Everyone can be a leader. From the boardroom to the backyard, leadership is in your reach. Regardless of whether or not you have a formal leadership role, you can take action and set conditions for those around you to be successful.
Here is how: 1) recognize the leadership opportunities available to you each day, 2) use your ability to influence and take action, and 3) find the tools and tips needed to lead even when the situation is complex.
Opportunities to lead are everywhere
There are myriad of leadership opportunities in everyday life. For example, taking action in your community to improve neighborhoods by picking up litter, cleaning public parks, or organizing community watch programs. You can take action by helping a stranger cross the street, leading a local bicycle awareness ride, or encouraging a friend to try something new. In each of these opportunities to lead, your actions have the potential to change, improve, or inspire others to be the change they want to see.
There are also many opportunities to lead in the workplace. For example, even without a formal leadership role you may choose to go the extra mile to keep a project on track or rally others to get their tasks done. You might start a trend of smiles in the elevator, or organize guest speakers to join your team for lunch and learn sessions. Such actions have ripple effects that you may, or may not, ever see. Whatever the focus, opportunities to lead are everywhere.
Everyone has the potential to be a leader when they use their ability to influence and take action
In general, leaders tap into their influence because they see themselves as an active agent in the situation. Being an active agent means, you read a situation, decide what is important, and you take action.

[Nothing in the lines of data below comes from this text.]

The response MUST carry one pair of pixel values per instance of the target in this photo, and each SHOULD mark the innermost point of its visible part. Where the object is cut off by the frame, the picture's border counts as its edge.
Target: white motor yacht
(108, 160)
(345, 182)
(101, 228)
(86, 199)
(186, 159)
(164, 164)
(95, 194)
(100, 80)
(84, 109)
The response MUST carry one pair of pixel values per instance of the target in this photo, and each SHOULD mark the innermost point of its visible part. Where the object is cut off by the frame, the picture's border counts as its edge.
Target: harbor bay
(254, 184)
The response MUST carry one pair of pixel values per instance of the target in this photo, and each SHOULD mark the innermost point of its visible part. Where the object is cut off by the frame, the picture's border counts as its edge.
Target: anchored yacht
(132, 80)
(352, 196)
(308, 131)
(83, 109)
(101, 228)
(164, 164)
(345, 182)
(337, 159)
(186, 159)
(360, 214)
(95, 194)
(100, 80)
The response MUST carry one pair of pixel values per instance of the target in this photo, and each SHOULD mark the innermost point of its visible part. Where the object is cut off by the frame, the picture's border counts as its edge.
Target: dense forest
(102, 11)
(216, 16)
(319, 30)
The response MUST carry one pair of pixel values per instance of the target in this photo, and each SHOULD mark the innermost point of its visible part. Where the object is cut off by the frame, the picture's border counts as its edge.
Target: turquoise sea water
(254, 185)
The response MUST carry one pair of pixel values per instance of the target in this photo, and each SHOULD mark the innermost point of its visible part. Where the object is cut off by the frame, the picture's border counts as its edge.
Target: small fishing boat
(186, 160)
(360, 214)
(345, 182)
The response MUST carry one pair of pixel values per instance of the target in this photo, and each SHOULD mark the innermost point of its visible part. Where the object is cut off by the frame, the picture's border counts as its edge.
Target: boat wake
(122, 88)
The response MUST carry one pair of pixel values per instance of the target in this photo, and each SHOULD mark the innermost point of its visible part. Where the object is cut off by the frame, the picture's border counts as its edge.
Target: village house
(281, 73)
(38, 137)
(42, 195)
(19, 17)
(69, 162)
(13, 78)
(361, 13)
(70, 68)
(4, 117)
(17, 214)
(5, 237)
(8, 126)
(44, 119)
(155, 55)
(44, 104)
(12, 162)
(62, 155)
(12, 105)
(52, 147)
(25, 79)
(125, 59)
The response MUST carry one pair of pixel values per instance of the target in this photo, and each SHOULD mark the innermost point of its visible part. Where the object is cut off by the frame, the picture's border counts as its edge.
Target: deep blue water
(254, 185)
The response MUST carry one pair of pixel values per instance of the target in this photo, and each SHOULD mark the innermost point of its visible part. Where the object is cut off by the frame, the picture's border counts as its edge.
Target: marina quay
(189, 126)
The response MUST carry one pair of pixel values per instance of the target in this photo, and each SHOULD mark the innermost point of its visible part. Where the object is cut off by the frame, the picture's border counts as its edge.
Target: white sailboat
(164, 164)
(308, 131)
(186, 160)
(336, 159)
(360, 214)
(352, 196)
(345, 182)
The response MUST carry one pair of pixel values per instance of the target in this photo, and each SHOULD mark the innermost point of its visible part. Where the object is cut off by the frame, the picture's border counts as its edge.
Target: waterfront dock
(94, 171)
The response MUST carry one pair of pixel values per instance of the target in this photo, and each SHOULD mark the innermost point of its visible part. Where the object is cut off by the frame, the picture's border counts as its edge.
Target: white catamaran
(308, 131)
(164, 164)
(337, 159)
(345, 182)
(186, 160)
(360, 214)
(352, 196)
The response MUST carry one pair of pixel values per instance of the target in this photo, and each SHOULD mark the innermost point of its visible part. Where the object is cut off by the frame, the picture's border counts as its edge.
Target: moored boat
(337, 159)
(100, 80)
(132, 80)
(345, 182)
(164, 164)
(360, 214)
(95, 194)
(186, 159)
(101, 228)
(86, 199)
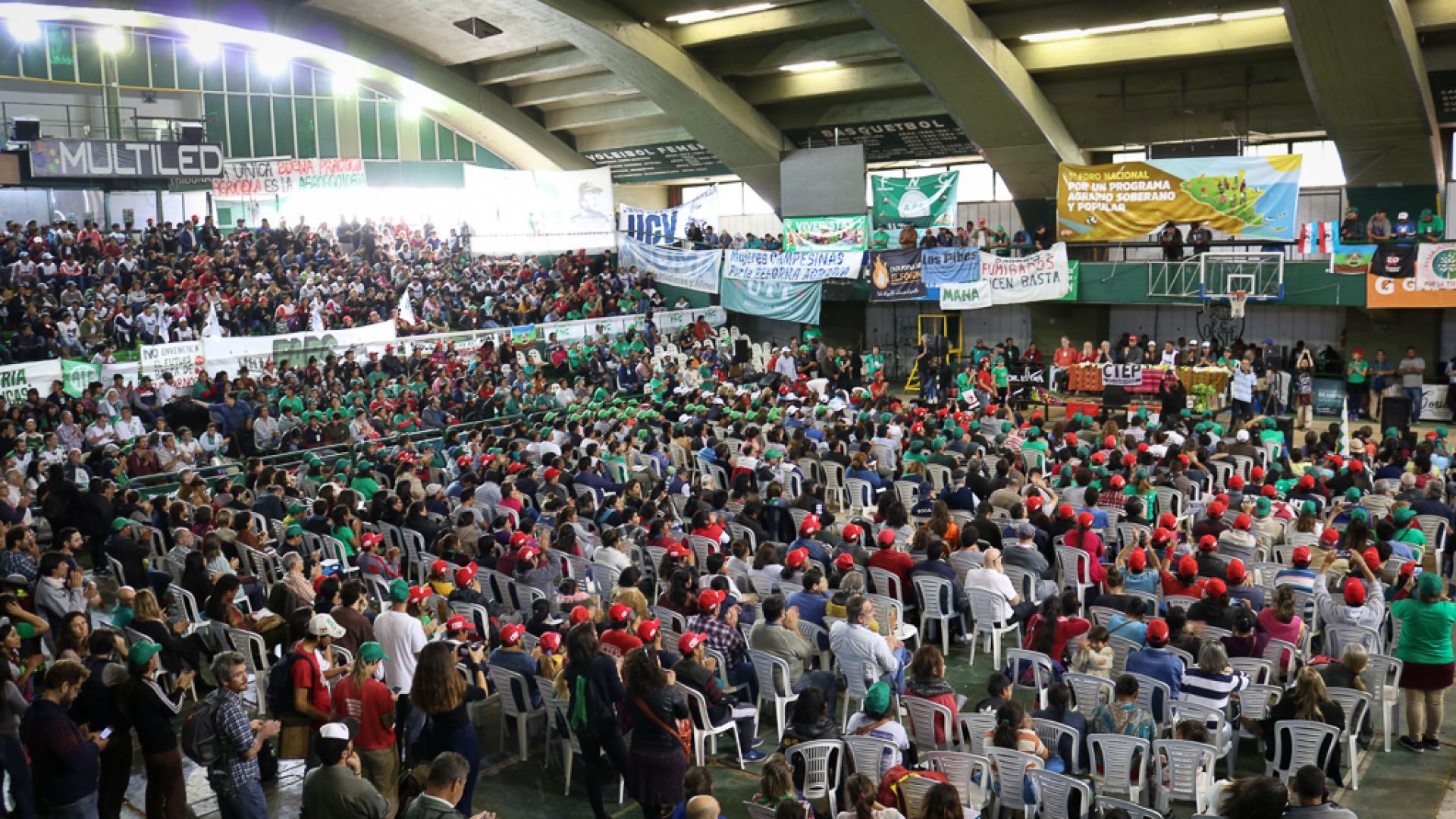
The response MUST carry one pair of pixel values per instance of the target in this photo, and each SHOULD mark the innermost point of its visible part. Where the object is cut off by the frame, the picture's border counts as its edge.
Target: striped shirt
(1212, 689)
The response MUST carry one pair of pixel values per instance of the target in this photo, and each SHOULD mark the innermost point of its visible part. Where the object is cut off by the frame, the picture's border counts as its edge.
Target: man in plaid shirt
(237, 779)
(723, 635)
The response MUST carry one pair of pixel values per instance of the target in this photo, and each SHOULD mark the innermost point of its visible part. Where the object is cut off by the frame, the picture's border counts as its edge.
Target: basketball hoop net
(1238, 302)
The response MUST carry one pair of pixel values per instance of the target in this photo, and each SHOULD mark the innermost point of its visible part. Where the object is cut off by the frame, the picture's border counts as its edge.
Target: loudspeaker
(1395, 411)
(27, 129)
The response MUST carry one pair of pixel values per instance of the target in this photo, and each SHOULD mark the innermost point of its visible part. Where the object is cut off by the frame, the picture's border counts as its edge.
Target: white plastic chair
(704, 729)
(986, 611)
(925, 716)
(774, 684)
(1356, 704)
(509, 684)
(1119, 763)
(1308, 744)
(937, 607)
(1188, 770)
(820, 763)
(1055, 798)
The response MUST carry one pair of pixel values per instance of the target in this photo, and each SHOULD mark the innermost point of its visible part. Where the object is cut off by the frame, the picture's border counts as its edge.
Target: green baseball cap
(398, 591)
(142, 651)
(373, 651)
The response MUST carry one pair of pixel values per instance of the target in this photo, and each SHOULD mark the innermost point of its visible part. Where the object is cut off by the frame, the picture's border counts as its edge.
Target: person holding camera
(443, 695)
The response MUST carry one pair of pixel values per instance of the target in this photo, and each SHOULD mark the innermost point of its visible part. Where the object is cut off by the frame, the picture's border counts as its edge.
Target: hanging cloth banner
(770, 265)
(894, 276)
(921, 202)
(785, 300)
(1037, 278)
(667, 226)
(691, 270)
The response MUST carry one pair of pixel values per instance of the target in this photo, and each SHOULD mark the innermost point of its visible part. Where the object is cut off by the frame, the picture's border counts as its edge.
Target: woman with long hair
(152, 710)
(366, 700)
(1307, 700)
(441, 694)
(658, 758)
(595, 689)
(1426, 649)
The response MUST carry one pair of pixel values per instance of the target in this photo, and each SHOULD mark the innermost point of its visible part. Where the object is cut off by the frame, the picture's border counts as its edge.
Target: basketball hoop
(1237, 302)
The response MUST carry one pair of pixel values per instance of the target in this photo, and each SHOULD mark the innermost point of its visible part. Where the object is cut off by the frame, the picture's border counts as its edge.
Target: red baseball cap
(466, 573)
(1354, 592)
(1156, 632)
(689, 643)
(1237, 572)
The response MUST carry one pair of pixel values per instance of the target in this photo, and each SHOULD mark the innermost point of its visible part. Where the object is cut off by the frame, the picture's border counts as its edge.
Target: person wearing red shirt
(366, 700)
(893, 560)
(618, 640)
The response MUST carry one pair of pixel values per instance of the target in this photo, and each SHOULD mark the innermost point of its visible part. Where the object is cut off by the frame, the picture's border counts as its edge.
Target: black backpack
(280, 686)
(200, 738)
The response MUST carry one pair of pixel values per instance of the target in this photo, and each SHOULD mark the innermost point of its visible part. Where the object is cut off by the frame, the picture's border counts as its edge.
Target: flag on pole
(1316, 238)
(1345, 428)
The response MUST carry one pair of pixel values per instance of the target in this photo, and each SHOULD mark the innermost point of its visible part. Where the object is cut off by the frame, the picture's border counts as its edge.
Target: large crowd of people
(639, 547)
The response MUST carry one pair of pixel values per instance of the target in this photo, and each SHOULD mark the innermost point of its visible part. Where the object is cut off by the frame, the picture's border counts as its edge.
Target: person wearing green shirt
(1357, 375)
(1426, 649)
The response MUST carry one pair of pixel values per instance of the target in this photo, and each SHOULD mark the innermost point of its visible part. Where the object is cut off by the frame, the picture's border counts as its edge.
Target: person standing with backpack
(596, 689)
(232, 761)
(150, 710)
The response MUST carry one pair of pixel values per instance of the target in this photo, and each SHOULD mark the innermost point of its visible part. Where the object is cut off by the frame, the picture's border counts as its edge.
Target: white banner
(181, 359)
(254, 352)
(1037, 278)
(18, 379)
(769, 265)
(539, 212)
(666, 226)
(249, 178)
(1433, 404)
(691, 270)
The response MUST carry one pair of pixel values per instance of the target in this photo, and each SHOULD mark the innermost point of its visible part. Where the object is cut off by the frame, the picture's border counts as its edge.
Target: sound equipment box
(27, 129)
(1395, 411)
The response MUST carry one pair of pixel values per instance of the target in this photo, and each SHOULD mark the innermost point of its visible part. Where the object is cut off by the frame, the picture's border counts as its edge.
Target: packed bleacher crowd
(637, 532)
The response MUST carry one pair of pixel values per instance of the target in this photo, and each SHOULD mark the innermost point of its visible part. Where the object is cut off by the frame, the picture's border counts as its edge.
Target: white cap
(325, 626)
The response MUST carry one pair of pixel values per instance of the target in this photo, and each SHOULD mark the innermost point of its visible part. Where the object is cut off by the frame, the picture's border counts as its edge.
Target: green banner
(76, 376)
(922, 202)
(783, 300)
(813, 234)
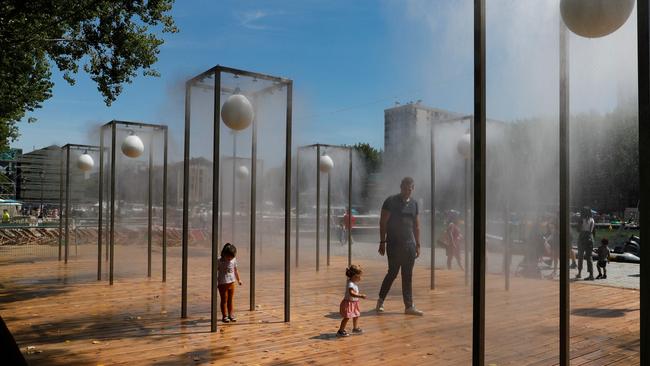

By virtue of taking action, you can influence others around you to do so too.
Central to the role of any leader is “taking action.” HSD offers three simple questions to help leaders do this: 1) What?, 2) So what?, 3) Now what?. This is the Adaptive Action cycle.
“Using Adaptive Action, leaders ask three questions. “What?” helps you name patterns of interaction and decision-making that shape success. “So what?” helps you make sense of those patterns. “Now what?” helps you inform action to influence yourself and your team toward greater fit, success, and sustainability.” (Adaptive Action)
Finding the tips and tools to helps leaders lead in complex situations
When I am coaching formal or informal leaders through conflict management or change initiatives, we often talk about an important nuance to using one’s influence and taking action. That is, how to take action when the situation is volatile, uncertain, complex, and/or ambiguous (VUCA). It is in these situations where we can all get stuck, and end up missing an opportunity to lead and influence.
In these complex situations the stakes are high and there is no room for error. If there is one tip I can’t stress enough, it is to use iterative Adaptive Action cycles to select your next wise actions. VUCA situations, like driving in heavy fog, require many careful advances. Advance slowly and actively with your “What?”, “So what?,” and “Now what?” questions, being sure to take an action each time (no matter how small) to keep your influence in motion. With each action you will receive feedback. Pay attention to this feedback, it is essential information. Use this feedback in your next cycle of “What?,” “So what?,” and “Now what?” questions to gain new opportunities for insight and action.